Mit dem 17. Jahrhundert gewinnen drei neue Gruppen von Werken Bedeutung:
Das Lexikon tritt das Erbe der Polyhistorik als das Werk an, das das Wissen selbst anbietet. Universallexika bleiben dabei rare Projekte. Der Markt expandiert mit Fachlexika und ab dem Anfang des 18. Jahrhunderts mit kleinen Lexika, Zeitungs- oder Conversations-Lexica, die Wissen in Kürze im tragbaren Format bieten, ausgerichtet auf die Zeitungen, die selten Informationen zu den historischen Schauplätzen mitliefern.
Die „Historia Literaria“ oder „Geschichte der Gelahrheit“ (heute Gelehrsamkeit) wird zum bibliographischen Projekt. Sie bietet kleine Nachschlagewerke, die die Wissenschaften nach allen Fachgebieten und Forschungsfragen ordnen und untergliedern, und dabei Punkt um Punkt notieren, welche Werke im jeweiligen Gebiet von Wissenschaftlern welcher Nation verfasst, die wichtigsten sind. Gekauft werden diese Nachschlagewerke primär von Studenten und angehenden Wissenschaftlern, die nach ihnen in ihren eigenen wissenschaftlichen Arbeiten Fußnoten setzen können.
Das literarische Journal wird in der zweiten Hälfte des 17. Jahrhunderts zum Renner auf dem Buchmarkt. In monatlichen Ausgaben bietet es Überblick über die wichtigsten wissenschaftlichen Neuerscheinungen und – bei naturwissenschaftlicher Ausrichtung – Erfindungen. Die Berichte bieten Exzerpte aus den besprochenen Werken samt Seitenangaben zu wichtigen Zitaten.
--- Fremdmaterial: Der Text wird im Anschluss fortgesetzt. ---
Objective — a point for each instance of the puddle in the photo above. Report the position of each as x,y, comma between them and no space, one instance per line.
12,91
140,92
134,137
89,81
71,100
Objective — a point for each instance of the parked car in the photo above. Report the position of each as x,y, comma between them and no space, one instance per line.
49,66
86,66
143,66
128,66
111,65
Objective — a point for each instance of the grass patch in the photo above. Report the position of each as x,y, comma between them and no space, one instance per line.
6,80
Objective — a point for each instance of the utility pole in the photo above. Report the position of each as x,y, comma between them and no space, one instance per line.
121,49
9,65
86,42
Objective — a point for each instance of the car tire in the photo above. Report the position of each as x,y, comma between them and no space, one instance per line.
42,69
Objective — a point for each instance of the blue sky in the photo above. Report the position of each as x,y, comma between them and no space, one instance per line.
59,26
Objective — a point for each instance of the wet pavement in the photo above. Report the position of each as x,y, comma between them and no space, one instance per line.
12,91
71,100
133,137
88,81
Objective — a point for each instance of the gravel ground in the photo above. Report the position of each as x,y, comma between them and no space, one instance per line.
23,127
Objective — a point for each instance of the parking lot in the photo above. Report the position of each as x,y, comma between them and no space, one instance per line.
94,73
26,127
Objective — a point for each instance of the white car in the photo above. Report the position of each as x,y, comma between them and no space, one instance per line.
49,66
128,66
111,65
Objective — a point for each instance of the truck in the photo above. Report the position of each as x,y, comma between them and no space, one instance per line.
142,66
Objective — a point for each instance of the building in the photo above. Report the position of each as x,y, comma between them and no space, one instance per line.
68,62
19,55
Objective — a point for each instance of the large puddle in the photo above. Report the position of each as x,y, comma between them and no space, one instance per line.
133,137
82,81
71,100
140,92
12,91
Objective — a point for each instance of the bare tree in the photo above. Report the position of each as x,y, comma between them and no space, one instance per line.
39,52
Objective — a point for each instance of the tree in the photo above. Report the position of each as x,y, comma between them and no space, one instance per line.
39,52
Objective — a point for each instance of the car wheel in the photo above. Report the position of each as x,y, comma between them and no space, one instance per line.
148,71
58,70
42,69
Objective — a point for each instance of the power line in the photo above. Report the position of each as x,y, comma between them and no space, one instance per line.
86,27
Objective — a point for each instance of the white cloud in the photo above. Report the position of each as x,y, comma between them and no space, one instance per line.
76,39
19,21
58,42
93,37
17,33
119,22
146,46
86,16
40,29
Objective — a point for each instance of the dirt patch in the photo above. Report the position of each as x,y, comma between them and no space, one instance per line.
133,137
Zu den einzelnen Nummern erhält der Bezieher in der Regel am Ende des Jahres ein Register, das es ihm ermöglicht, sein wissenschaftliches Journal als Fachlexikon zu benutzen. Karriere macht das literarische Journal um 1700 vor allem, da es sich zum Träger eines fortgesetzten Raisonnements über aktuelle Debatten der Forschung entwickelt, und dabei öffentlichen Debatten aus Politik und Religion Raum bietet.
Im Lauf des 18. Jahrhunderts öffnen sich die wichtigsten literarischen Journale dem Bereich der belles lettres, der damit ein zentrales Feld im Austausch über Literatur wird.
Der Buchmarkt untergliederte sich früh in zwei Bereiche: den der Literatur für die Gelehrten und den der Veröffentlichungen für das breitere lesende Publikum, das Gebetbücher, Heiligenleben, populäre Historien, vor allem aber Zeitungen verlangte. Beide Bereiche waren im Design deutlich voneinander unterschieden. Kostbar und fein gedruckt, vor allem auf Latein erschien die Literatur in den vier Wissenschaften Theologie, Jurisprudenz, Medizin und Philosophie. In lieblos gesetzten mit einfachen Holzschnitten ausgestatteten Publikationen sprach dagegen die billige Massenware das Publikum an.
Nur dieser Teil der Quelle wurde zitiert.